Vous répondrez à cette question en un développement composé, en prenant appui sur les textes proposés, ceux que vous avez étudiés en classe et vos propres lectures.

3.      Invention
Vous raconterez à votre tour le récit de la fin d´une passion malheureuse entre deux personnages littéraires que vous connaissez, en adoptant au choix soit le registre de Virgile, soit celui de Scarron (vous préciserez sur votre copie le registre adopté).



[1] La Renommée, toujours à l'affût, répandant partout le vrai et le faux, divulgue à travers la Libye la liaison de Didon et Énée.

[2] bacchante  [bakt] n. f.  1. ANTIQ ROM Femme participant au culte de Bacchus.

[3] Tyr (auj. Sour, au Liban), très anc. port phénicien, qui devint une puissante cité-État au XIIe s. av. J.-C. Carrefour commercial entre l’Asie et l’Occident, elle imposa sa présence sur toutes les côtes de la Méditerranée, multipliant ses comptoirs commerciaux. Au IXe s. av. J.-C., elle atteignit son apogée (fondant notam. Carthage), mais tomba sous la dépendance de l’Assyrie puis (573 av. J.-C.) de Babylone. 

[4] Anna n'avait pas compris les intentions réelles de Didon (cf. supra l´histoire).

[5] Sidon est mis ici pour Carthage.

[6] C'était une coutume romaine de recueillir sur la bouche d'un mourant son dernier souffle.

[7] L'air qui s'échappe en sifflant de sa blessure.

[8] Iris, fille d'Électre et du centaure Thaumas, ce dernier étant l'un des fils de Pontos (la Mer) et de Gaia (la Terre). Elle est chargée, comme Hermès-Mercure, "de porter les messages, ordres ou conseils des dieux. Elle est plus particulièrement au service de Zeus, et surtout d'Héra, dont elle apparaît presque comme la servante. Parfois, d'autres divinités ont recours à ses services. Iris symbolise l'arc-en-ciel, et, de façon plus générale, la liaison entre la Terre et le Ciel" (P. Grimal).

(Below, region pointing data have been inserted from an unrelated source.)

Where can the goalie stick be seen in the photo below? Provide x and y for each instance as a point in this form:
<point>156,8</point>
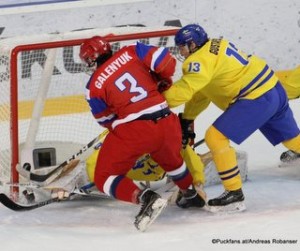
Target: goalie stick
<point>9,203</point>
<point>49,177</point>
<point>165,191</point>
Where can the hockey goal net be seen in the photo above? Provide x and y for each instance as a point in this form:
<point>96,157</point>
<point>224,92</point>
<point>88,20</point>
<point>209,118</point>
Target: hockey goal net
<point>44,117</point>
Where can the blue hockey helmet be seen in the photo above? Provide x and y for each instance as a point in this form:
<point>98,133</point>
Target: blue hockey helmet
<point>191,33</point>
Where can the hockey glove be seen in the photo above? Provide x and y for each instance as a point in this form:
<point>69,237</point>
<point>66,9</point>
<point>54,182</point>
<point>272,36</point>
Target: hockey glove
<point>187,130</point>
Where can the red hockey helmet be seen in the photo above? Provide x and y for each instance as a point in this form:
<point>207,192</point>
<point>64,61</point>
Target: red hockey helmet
<point>94,50</point>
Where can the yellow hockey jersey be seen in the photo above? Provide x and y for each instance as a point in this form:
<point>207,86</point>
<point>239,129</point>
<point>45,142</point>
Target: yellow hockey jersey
<point>221,74</point>
<point>290,80</point>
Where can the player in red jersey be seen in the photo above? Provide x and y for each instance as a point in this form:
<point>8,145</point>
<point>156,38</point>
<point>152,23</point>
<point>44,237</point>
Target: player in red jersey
<point>123,96</point>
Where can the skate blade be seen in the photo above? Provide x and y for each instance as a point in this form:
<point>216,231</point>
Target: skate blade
<point>231,208</point>
<point>144,223</point>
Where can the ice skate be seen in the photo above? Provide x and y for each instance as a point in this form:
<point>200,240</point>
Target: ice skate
<point>229,201</point>
<point>152,207</point>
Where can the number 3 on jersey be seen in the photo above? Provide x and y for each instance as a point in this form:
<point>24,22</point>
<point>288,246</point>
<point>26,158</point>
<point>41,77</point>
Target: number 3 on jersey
<point>133,87</point>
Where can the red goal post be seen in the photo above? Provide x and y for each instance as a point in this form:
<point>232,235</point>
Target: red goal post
<point>44,118</point>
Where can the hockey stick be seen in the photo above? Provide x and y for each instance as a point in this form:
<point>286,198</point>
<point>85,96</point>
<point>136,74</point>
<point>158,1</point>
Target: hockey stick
<point>10,204</point>
<point>47,178</point>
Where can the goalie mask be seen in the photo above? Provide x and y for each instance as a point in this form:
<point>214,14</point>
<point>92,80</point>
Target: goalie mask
<point>95,51</point>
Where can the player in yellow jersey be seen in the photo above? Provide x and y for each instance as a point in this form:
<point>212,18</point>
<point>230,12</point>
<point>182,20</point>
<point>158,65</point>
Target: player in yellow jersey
<point>248,92</point>
<point>290,80</point>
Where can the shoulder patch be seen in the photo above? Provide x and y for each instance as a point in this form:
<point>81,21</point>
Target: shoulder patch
<point>215,46</point>
<point>194,67</point>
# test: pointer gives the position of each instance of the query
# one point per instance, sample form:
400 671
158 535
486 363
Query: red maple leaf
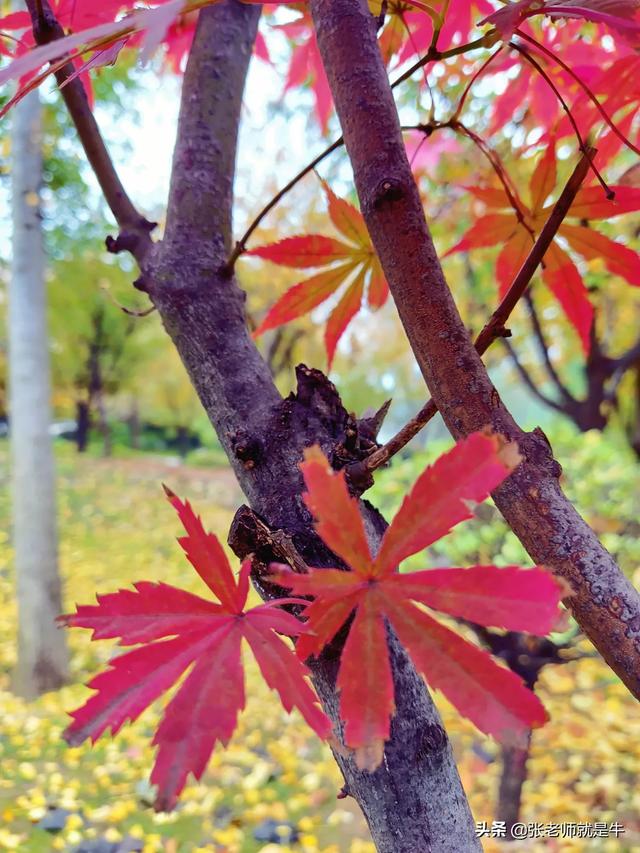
620 15
205 636
560 274
353 263
494 698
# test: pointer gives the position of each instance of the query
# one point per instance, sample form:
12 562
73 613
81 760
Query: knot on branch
247 448
537 448
353 439
250 535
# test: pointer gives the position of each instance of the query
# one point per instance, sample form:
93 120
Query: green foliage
600 474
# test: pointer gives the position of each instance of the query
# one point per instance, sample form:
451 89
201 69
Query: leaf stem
432 55
495 327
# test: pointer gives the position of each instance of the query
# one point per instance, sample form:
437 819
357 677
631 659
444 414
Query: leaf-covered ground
274 788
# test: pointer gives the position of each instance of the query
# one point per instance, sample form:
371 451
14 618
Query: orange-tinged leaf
565 282
338 519
343 314
510 597
347 219
618 258
486 231
494 197
492 697
205 554
543 180
312 250
378 292
304 297
440 498
207 642
511 258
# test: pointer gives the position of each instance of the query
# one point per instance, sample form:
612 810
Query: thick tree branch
415 799
135 230
526 378
603 601
494 329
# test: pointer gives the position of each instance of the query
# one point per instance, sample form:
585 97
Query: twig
581 143
432 55
135 229
569 70
544 350
528 381
242 242
495 328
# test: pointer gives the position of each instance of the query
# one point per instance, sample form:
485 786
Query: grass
115 527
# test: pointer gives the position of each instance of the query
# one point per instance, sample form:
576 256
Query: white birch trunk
42 653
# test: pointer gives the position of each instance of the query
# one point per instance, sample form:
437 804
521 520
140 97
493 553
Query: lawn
274 788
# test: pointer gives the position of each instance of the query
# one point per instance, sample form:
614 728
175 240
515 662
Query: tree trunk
514 775
83 425
414 801
42 654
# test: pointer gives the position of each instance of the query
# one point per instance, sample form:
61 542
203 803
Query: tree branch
544 351
135 229
494 328
264 436
528 381
432 55
603 601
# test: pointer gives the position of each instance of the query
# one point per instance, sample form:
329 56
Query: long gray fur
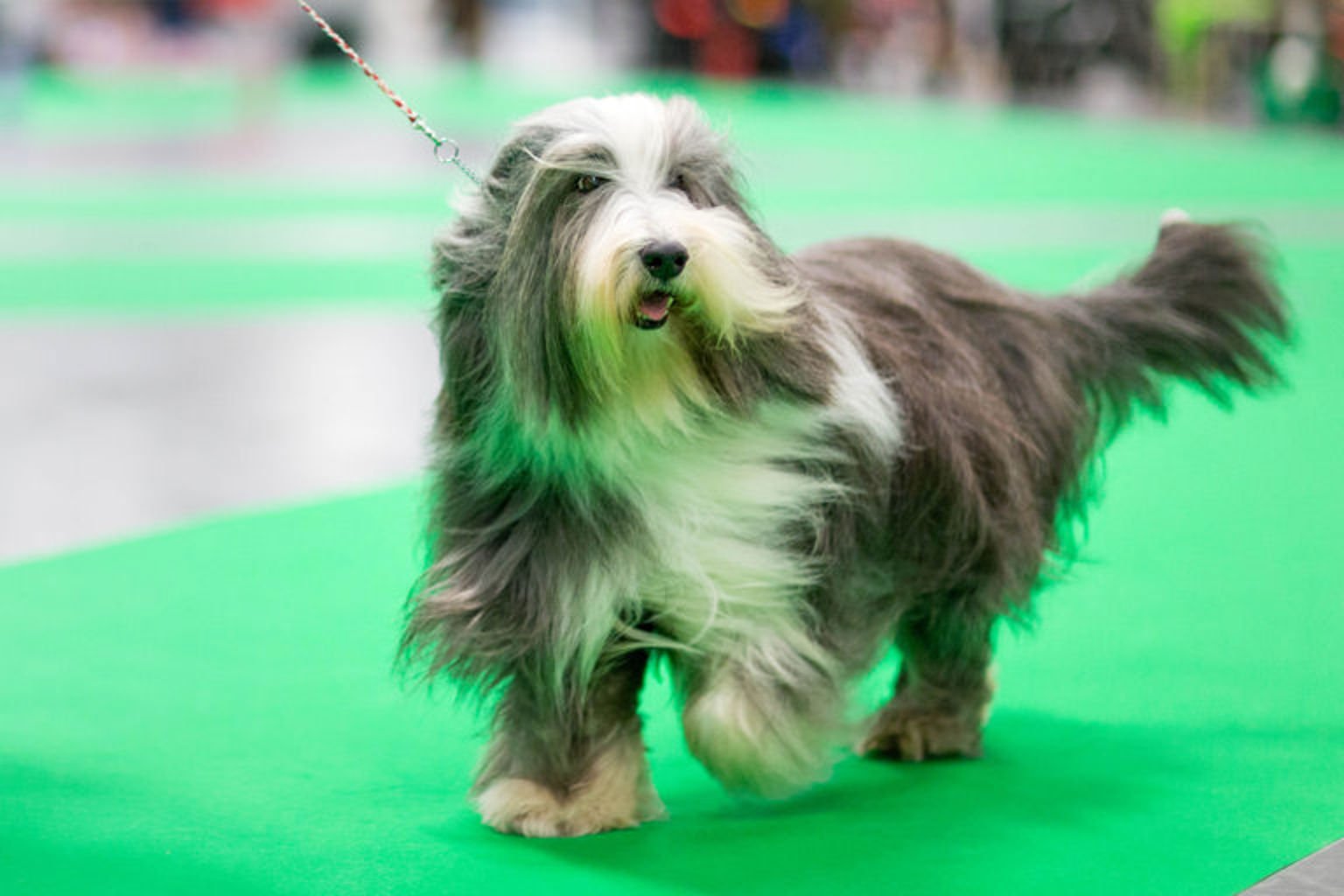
1002 401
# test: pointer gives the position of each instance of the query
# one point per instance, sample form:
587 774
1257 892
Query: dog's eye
588 183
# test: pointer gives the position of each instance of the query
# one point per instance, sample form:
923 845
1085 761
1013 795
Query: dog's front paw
614 794
913 731
912 735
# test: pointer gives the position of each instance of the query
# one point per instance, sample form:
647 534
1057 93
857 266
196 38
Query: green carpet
213 710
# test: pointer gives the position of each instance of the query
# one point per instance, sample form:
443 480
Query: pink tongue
656 306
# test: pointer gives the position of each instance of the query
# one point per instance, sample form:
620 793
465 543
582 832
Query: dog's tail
1201 308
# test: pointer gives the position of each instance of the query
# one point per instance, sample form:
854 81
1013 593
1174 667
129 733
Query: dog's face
613 254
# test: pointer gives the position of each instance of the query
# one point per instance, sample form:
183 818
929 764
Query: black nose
664 260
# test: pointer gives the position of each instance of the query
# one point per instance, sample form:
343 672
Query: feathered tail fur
1201 309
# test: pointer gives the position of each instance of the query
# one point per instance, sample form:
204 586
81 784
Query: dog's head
608 258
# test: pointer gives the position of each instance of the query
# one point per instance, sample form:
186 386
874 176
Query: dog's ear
515 160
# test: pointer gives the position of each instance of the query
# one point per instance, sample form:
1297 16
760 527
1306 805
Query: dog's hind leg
767 720
569 767
944 688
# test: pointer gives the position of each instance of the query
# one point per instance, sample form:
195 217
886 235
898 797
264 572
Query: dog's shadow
892 828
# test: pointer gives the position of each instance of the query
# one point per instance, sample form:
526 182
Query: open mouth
654 309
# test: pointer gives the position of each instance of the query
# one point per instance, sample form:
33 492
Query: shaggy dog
662 436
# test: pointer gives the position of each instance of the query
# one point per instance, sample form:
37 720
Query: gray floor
1318 875
115 429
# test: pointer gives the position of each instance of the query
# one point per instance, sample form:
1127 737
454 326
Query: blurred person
466 20
1301 75
1051 45
1210 47
745 38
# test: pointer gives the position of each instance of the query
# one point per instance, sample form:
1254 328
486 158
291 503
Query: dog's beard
634 335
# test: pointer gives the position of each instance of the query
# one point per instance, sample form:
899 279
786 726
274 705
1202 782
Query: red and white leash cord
445 150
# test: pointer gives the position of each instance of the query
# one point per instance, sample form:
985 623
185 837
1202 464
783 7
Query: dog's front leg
571 765
766 719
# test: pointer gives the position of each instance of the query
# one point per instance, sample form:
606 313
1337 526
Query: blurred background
214 231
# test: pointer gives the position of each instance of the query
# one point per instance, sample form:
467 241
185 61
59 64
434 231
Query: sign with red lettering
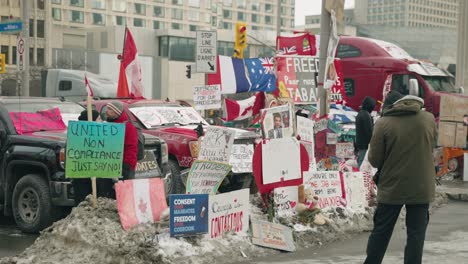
26 122
229 212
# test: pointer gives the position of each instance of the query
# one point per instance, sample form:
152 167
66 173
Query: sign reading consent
94 149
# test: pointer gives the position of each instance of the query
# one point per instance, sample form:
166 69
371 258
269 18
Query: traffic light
188 72
241 35
2 63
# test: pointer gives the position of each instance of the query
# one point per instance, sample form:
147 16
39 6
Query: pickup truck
33 186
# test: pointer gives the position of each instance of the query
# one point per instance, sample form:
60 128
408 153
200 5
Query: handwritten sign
216 144
25 122
188 214
148 167
229 212
206 176
286 199
271 235
94 149
281 160
327 186
345 150
241 158
207 97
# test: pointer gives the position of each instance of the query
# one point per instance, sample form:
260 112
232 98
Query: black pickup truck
33 186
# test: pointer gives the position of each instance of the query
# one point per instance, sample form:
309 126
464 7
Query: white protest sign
206 176
355 190
229 212
286 199
345 150
327 186
281 160
216 144
241 158
207 97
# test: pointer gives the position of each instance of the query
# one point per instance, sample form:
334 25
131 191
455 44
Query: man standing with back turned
402 145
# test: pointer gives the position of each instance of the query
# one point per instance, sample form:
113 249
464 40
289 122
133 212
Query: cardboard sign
94 149
148 167
241 158
216 144
355 190
327 186
206 176
229 212
272 235
26 122
188 214
286 199
281 160
207 97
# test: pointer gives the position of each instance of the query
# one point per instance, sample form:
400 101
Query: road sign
10 27
207 48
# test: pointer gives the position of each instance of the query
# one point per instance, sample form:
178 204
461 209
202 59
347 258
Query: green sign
94 149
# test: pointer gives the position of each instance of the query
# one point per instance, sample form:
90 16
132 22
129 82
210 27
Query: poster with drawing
277 122
281 160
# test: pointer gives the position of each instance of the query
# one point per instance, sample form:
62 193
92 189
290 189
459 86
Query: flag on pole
140 201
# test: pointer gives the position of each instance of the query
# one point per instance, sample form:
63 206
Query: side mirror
414 87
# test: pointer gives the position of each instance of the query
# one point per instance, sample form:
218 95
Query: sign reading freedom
94 150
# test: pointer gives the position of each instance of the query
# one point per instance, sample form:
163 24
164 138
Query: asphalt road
446 242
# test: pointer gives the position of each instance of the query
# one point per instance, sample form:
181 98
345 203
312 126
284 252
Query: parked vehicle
176 124
33 186
370 66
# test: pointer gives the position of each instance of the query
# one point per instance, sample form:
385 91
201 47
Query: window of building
158 11
76 16
138 22
79 3
98 19
57 14
140 9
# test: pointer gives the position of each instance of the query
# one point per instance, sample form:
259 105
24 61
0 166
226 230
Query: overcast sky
312 7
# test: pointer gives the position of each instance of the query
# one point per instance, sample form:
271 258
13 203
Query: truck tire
32 207
173 184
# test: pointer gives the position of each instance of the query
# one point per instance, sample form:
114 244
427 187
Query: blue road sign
11 26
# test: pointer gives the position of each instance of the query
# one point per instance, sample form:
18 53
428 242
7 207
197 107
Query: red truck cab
372 67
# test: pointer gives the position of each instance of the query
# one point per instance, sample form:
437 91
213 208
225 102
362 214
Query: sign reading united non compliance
94 149
205 61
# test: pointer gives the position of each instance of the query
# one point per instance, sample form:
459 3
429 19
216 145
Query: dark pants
385 217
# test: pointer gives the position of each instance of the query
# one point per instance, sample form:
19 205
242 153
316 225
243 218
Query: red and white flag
140 201
242 109
89 90
132 66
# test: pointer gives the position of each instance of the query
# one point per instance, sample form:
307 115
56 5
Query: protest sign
229 212
206 176
241 158
147 167
188 214
327 186
216 144
26 122
94 149
281 160
285 199
207 97
272 235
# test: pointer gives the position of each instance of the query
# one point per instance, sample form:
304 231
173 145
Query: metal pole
324 37
25 17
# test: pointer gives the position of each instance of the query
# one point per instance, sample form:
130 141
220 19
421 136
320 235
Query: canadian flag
242 109
140 201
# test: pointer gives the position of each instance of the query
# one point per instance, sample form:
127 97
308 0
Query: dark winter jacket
402 146
364 123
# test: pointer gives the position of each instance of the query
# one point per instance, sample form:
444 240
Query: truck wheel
173 183
32 208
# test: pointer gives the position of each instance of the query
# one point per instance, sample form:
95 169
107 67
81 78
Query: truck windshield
440 83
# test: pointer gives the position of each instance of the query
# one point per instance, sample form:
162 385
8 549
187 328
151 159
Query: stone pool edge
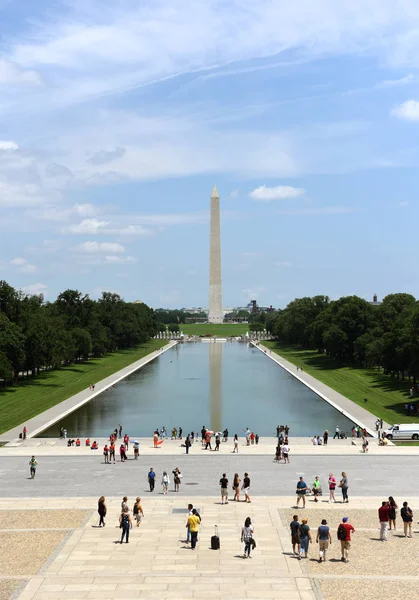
38 424
355 413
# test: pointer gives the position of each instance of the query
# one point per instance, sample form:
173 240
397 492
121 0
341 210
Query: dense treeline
355 331
36 335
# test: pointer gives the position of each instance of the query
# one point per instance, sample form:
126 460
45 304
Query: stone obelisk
215 313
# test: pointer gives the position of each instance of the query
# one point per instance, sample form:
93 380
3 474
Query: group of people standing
245 487
301 537
165 480
303 489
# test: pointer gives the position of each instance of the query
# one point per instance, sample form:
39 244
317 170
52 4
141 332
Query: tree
82 343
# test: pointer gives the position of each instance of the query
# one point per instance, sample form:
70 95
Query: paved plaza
59 553
82 476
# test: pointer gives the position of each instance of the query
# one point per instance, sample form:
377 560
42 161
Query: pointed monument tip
215 192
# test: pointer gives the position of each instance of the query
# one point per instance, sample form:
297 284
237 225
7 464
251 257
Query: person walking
407 518
137 511
33 463
344 535
125 523
236 443
295 534
247 537
343 484
301 492
188 443
188 534
305 539
332 487
207 440
392 512
286 453
323 538
177 476
193 527
165 482
383 517
246 487
151 479
316 488
224 489
236 487
101 509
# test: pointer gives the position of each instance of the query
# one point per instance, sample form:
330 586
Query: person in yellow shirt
193 523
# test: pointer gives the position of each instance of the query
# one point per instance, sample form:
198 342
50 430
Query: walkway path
88 476
49 417
356 413
88 563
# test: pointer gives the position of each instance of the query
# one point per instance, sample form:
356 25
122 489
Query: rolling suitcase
215 540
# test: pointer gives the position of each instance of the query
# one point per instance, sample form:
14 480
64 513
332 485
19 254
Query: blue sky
117 118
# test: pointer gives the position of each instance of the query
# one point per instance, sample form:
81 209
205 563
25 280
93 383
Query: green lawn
386 396
33 396
222 330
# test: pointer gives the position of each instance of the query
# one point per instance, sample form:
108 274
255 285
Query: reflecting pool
218 385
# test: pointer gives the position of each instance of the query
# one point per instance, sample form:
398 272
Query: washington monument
215 313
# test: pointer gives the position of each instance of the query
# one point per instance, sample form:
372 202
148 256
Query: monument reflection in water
214 384
216 390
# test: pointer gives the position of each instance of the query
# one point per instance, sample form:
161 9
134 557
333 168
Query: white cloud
102 157
117 260
12 74
283 263
100 247
35 289
132 44
408 110
280 192
320 210
88 226
401 81
7 145
23 265
85 210
253 293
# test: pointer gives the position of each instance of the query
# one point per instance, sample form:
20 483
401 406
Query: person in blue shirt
323 538
301 492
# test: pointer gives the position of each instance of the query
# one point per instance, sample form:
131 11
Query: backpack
341 533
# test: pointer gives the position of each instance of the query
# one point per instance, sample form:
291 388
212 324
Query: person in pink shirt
332 487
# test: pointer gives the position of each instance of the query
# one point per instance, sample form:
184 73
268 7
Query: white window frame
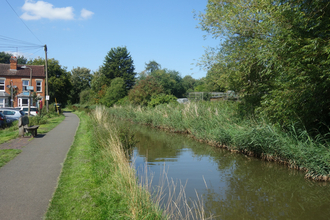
39 81
20 102
24 86
4 84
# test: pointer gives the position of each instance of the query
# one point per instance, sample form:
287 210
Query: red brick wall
18 82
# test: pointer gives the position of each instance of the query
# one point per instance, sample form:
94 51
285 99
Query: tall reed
142 201
218 124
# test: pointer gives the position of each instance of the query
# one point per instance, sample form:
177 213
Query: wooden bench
23 127
33 130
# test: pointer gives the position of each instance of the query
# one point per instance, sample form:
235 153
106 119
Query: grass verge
11 132
97 182
7 155
218 124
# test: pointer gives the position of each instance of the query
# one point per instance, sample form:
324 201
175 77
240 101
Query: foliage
170 80
85 96
217 123
115 92
5 58
152 66
275 55
59 84
123 101
81 78
141 93
119 63
161 99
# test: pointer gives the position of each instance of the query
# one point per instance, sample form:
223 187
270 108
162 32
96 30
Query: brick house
19 78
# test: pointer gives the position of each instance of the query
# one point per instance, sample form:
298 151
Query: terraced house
15 79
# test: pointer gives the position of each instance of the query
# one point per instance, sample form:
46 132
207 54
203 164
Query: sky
81 33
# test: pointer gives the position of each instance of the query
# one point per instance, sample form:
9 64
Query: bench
32 130
23 127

[9] Les suicidés, morts avant le terme normal de leur vie, ont, dans la conception de Virgile, un sort particulier dans l'autre monde, tout comme d'ailleurs les victimes de l'amour, parmi lesquelles Didon.

[10] Proserpine, dans la myth. rom., déesse de l’Agriculture, reine des Enfers, fille de Cérès et de Jupiter, épouse de Pluton. Elle a été identifiée à la Perséphone des Grecs.

[11] Chez Euripide (Alceste, vers 74-76), le dieu de la mort (Thanatos, en grec) apparaît avec une épée pour couper une boucle de la chevelure du mourant, transposition, semble-t-il, d'un détail du rituel du sacrifice : le sacrificateur commençait par couper sur la tête de la victime une touffe de poils qu'il jetait au feu. Chez Virgile, la divinité censée jouer ce rôle n'est pas, comme chez Euripide, le dieu de la mort, mais Proserpine elle-même, qui délègue d'ailleurs Iris.

[12] "Nom d'une divinité infernale, et, par extension, des Enfers, puis de la mort chez les anciens Romains" (M. Rat).

[13] C'est l'arc-en-ciel (cf supra ce qui a été dit d'Iris).

[14] Dis ou Pluton (Hadès).

[15] Un seul mot de prière.

[16] lorgner v. tr.  1. Regarder à la dérobée; regarder indiscrètement ou avec insistance.

[17] Camuse : qui a la figure bienveillante.

[18] La Parque: la destinée, la mort. 

[19] grabat [gRaba] n. m. Très mauvais lit. 

[20] lanterner v. intr.  1. Perdre son temps à des riens, atermoyer par irrésolution.